PAPER spoke to the living legend herself over Zoom about living in secrecy with her partner, the genesis of Elvira and the process of compiling a decades-long career into a book.

Why was now the right time to publish your memoir?

I've actually been thinking about doing this forever. I've been kind of working on it for 15 years, just writing down notes and little stories and things like that. And then it got to the point of if not now, then when?

For those who don't know, a lot of time goes by between writing a book and publishing it. Did the onset of the pandemic have anything to do with your decision to write your memoir?

I did write most of it during the pandemic. It turned out to be good for me in a way because it kept a lot of the other stuff I've been working on at bay; it gave me the time I needed to sit down and write for eight hours a day. I'd go to a little coffee shop and just write. It became my job.

You've lived such a rich life. What was it like organizing all of your stories for a book?

It was a job! [Laughs] This is hard work, I'm not kidding. Honestly, the hardest part was editing them all, because by the time I had all of them compiled, the book was as long as the Bible. I had to start cutting stories, which will hopefully end up in a book one day — if I can make it through this one, first. I have a lot to talk about!

I want to talk about the intersection of funny and sexy. You write, "Women were allowed to be sexy or funny, but not both." What was it to create a character who existed in that intersection?

When I was growing up, there weren't that many comedians who were women. But the ones that were— — ike Phyllis Diller, Totie Fields and Joan Rivers — were categorized as "funny-looking." I can't tell you, even in the '70s, how many auditions I've done that were for comedy roles and they would take one look at me and reject me before I could even read for the role. They were like, "We aren't looking for pretty, we're looking for funny." I'm glad that's not the case anymore, but it was such a weird thing, you know?

"I had [Elvira: Mistress of the Dark], but things started going downhill from there. And not only me, but all horror hosts. No one was hiring us anymore."

Enter Elvira.

I was really lucky. I was performing with the Groundlings back then, in the late '70s and early '80s, always playing the sex symbol. But I still got to do comedy. When I got the part of Elvira, I tried to instill the role with as much comedy as I could because that's what I wanted to do: comedy. Then I also included my showgirl past, too, with that dress. I combined the two to make [Elvira].

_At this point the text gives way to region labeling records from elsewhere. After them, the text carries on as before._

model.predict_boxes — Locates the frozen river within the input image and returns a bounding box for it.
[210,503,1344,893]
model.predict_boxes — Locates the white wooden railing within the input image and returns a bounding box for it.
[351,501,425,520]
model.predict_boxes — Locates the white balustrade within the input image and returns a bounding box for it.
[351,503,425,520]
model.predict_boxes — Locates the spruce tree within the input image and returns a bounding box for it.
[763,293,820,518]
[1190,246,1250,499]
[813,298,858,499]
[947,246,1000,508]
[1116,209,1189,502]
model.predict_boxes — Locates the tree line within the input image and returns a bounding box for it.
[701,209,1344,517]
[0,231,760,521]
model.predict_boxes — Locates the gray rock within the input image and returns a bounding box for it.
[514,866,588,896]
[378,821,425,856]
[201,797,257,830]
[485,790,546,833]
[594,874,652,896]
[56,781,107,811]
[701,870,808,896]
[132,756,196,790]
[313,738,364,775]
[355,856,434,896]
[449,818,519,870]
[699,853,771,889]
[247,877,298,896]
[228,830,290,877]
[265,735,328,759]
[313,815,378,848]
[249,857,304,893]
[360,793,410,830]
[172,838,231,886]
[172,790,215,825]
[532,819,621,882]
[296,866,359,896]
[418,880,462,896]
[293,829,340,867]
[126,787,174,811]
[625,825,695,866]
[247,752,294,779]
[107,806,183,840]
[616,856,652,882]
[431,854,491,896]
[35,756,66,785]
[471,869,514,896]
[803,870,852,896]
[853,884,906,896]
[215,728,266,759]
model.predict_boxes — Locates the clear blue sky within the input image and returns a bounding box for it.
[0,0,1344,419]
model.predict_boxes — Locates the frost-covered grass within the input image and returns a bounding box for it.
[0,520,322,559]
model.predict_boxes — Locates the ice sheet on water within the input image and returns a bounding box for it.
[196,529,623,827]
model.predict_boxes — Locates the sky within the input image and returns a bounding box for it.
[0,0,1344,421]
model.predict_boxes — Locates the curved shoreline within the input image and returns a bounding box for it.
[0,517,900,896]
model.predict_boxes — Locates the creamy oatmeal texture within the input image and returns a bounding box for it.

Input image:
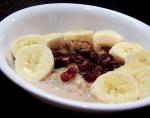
[11,30,150,103]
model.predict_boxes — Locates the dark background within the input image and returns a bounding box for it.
[0,0,150,118]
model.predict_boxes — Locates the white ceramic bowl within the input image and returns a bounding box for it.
[0,4,150,112]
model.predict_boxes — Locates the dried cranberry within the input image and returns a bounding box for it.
[52,49,66,57]
[61,67,77,82]
[102,66,111,74]
[83,66,101,82]
[74,55,85,64]
[78,60,93,72]
[54,57,67,68]
[99,53,113,65]
[77,51,89,58]
[89,51,99,63]
[101,46,111,52]
[62,54,76,64]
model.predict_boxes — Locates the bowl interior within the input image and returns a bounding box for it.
[0,4,150,111]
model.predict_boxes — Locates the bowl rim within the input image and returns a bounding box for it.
[0,3,150,111]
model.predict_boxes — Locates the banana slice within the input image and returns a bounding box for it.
[109,42,143,60]
[126,50,150,66]
[15,44,54,82]
[12,34,46,57]
[116,61,150,98]
[93,30,122,50]
[44,33,64,48]
[62,31,93,51]
[91,71,139,103]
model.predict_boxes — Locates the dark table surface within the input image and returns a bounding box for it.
[0,0,150,117]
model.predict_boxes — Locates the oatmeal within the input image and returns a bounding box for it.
[12,30,150,103]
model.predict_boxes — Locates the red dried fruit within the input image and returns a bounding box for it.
[51,49,66,57]
[89,51,99,63]
[61,67,77,82]
[78,60,93,72]
[54,57,67,68]
[83,66,101,82]
[62,54,76,64]
[74,55,85,64]
[101,46,111,53]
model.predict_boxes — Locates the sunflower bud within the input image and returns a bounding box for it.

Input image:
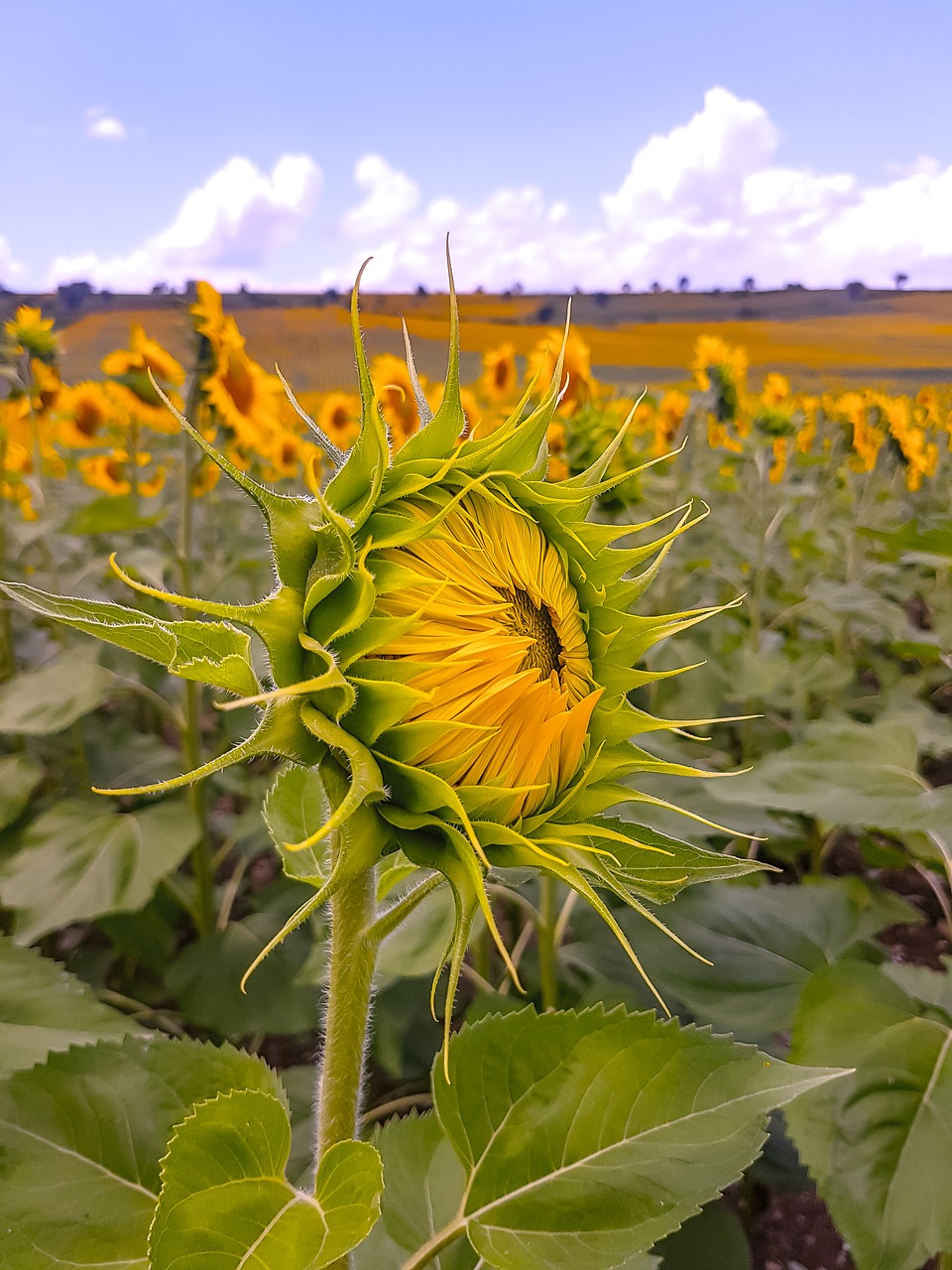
[0,247,758,1051]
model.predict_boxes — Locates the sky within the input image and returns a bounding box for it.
[0,0,952,292]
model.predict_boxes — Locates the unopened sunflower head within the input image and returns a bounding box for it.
[3,247,757,1051]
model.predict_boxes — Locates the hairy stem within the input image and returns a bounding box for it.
[0,433,17,684]
[536,874,558,1010]
[317,853,378,1163]
[178,375,216,935]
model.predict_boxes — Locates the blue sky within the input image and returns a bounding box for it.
[7,0,952,290]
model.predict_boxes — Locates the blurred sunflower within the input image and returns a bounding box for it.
[526,330,594,416]
[479,344,520,405]
[4,305,59,364]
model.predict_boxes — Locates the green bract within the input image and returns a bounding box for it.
[6,252,758,1046]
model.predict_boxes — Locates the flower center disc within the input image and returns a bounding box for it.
[375,494,600,823]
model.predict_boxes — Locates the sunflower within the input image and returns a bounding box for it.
[190,282,285,453]
[317,393,361,449]
[100,321,185,391]
[59,380,121,448]
[4,305,59,366]
[6,255,759,1051]
[526,330,595,416]
[480,344,520,405]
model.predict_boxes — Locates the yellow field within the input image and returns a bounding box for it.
[62,292,952,391]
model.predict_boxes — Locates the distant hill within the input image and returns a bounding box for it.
[0,283,952,391]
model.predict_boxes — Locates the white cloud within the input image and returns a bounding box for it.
[41,87,952,291]
[86,105,127,141]
[0,234,24,287]
[320,87,952,291]
[50,155,322,291]
[343,155,420,239]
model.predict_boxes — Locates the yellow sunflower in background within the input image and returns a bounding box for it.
[479,336,518,405]
[4,305,59,363]
[190,282,285,453]
[58,380,123,448]
[526,330,595,416]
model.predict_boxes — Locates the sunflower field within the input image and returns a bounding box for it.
[0,282,952,1270]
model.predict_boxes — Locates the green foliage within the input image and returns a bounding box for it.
[0,1038,280,1270]
[0,754,44,829]
[149,1089,382,1270]
[420,1008,838,1270]
[566,877,917,1043]
[787,962,952,1270]
[0,657,115,736]
[0,938,133,1076]
[0,799,198,944]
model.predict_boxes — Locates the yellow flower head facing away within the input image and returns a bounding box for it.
[6,252,761,1056]
[4,305,59,363]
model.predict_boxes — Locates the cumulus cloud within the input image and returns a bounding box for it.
[314,87,952,291]
[0,234,24,286]
[39,87,952,291]
[86,105,127,141]
[50,155,322,291]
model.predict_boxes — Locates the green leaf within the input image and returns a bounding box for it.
[432,1007,839,1270]
[0,799,198,944]
[0,1036,280,1270]
[63,494,164,534]
[0,754,44,829]
[149,1089,382,1270]
[713,722,952,833]
[0,581,260,699]
[0,938,135,1076]
[787,962,952,1270]
[571,817,770,903]
[165,913,320,1036]
[565,877,917,1042]
[0,655,115,736]
[263,765,330,885]
[370,1115,477,1270]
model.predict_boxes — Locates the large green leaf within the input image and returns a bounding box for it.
[713,722,952,833]
[149,1089,382,1270]
[0,581,260,696]
[0,799,198,944]
[423,1007,839,1270]
[370,1115,477,1270]
[0,754,44,829]
[0,657,115,736]
[0,1038,281,1270]
[563,877,917,1042]
[787,962,952,1270]
[0,938,133,1076]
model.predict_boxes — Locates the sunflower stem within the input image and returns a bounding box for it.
[0,433,17,684]
[536,874,558,1011]
[178,373,217,935]
[316,834,378,1189]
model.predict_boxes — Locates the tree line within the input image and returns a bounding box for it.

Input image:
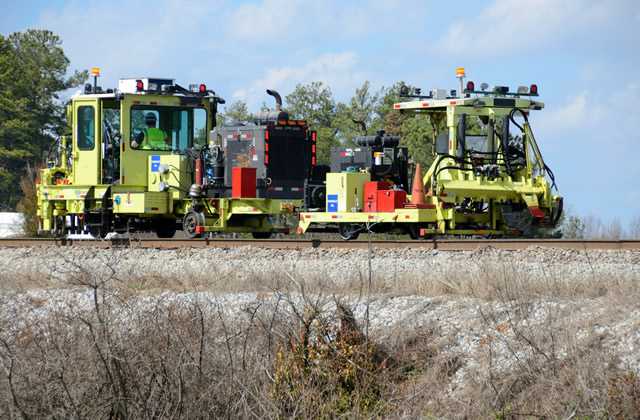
[0,30,88,210]
[0,30,433,211]
[219,81,437,167]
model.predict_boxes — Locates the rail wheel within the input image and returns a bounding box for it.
[338,223,362,241]
[182,211,204,239]
[251,232,273,239]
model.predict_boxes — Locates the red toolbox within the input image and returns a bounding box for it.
[363,181,391,213]
[231,167,256,198]
[376,190,407,212]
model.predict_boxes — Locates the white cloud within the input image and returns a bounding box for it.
[40,0,220,86]
[534,82,640,147]
[436,0,629,56]
[233,52,367,108]
[226,0,426,44]
[227,0,301,42]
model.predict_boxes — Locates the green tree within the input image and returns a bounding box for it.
[376,81,444,170]
[285,82,340,164]
[0,30,88,209]
[333,81,384,145]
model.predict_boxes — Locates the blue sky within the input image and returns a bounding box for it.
[0,0,640,224]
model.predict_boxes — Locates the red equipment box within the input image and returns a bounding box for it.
[363,181,391,213]
[231,167,256,198]
[376,190,407,212]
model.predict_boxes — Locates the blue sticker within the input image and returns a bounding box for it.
[327,194,338,213]
[151,155,160,172]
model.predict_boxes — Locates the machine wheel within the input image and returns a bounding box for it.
[251,232,273,239]
[338,223,362,241]
[407,223,420,241]
[154,219,176,238]
[182,211,203,239]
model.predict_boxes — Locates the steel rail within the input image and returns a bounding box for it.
[0,237,640,251]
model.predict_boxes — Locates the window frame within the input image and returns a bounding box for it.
[128,104,209,153]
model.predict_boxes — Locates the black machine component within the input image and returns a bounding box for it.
[304,165,331,210]
[331,130,409,189]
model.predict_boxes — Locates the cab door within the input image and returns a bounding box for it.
[73,99,101,185]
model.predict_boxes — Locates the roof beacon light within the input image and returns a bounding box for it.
[465,80,476,93]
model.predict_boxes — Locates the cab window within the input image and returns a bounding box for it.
[77,106,96,150]
[130,106,207,152]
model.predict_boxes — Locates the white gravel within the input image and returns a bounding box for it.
[0,247,640,384]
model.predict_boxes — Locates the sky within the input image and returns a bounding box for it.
[0,0,640,225]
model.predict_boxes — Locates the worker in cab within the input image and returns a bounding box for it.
[131,112,170,150]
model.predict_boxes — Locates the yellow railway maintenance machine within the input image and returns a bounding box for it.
[37,68,298,238]
[298,68,562,239]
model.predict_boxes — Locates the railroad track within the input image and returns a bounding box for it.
[0,238,640,251]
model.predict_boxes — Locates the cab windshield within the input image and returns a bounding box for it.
[130,105,207,152]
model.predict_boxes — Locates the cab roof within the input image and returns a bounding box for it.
[393,95,544,111]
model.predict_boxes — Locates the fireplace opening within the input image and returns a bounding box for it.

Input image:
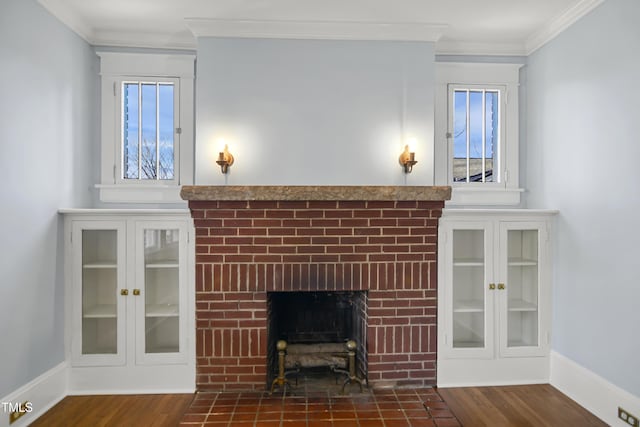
[267,291,367,391]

I'm very much obsessed with persona: it started with Phyllis Diller for me, and then, of course, I stumbled upon Elvira and there was no turning back.

And you became gay.

Correct. You write that Elvira "became everything Cassandra wanted to be." Initially, the idea for the character was ushered in by the station that was looking for a new horror hostess and, eventually, Elvira became your own. Can you tell me when she felt more like an extension of you as opposed to a job you were hired to do?

For a long time, I would dress up in this wacky outfit and do a job. People used to ask me, "Do you and Elvira share any similar characteristics? Are you two alike?" And I'd say, "No, I am me, and Elvira is a character I play." And, as time went on, I suddenly discovered what Elvira really was: she is me when I was a teenager. I was this cocky, know-it-all smart ass, didn't take any crap from anyone — that was me when I was 15, 16 years old. I had no fear. Elvira is that part of me that was a teenager — a part of it never went away.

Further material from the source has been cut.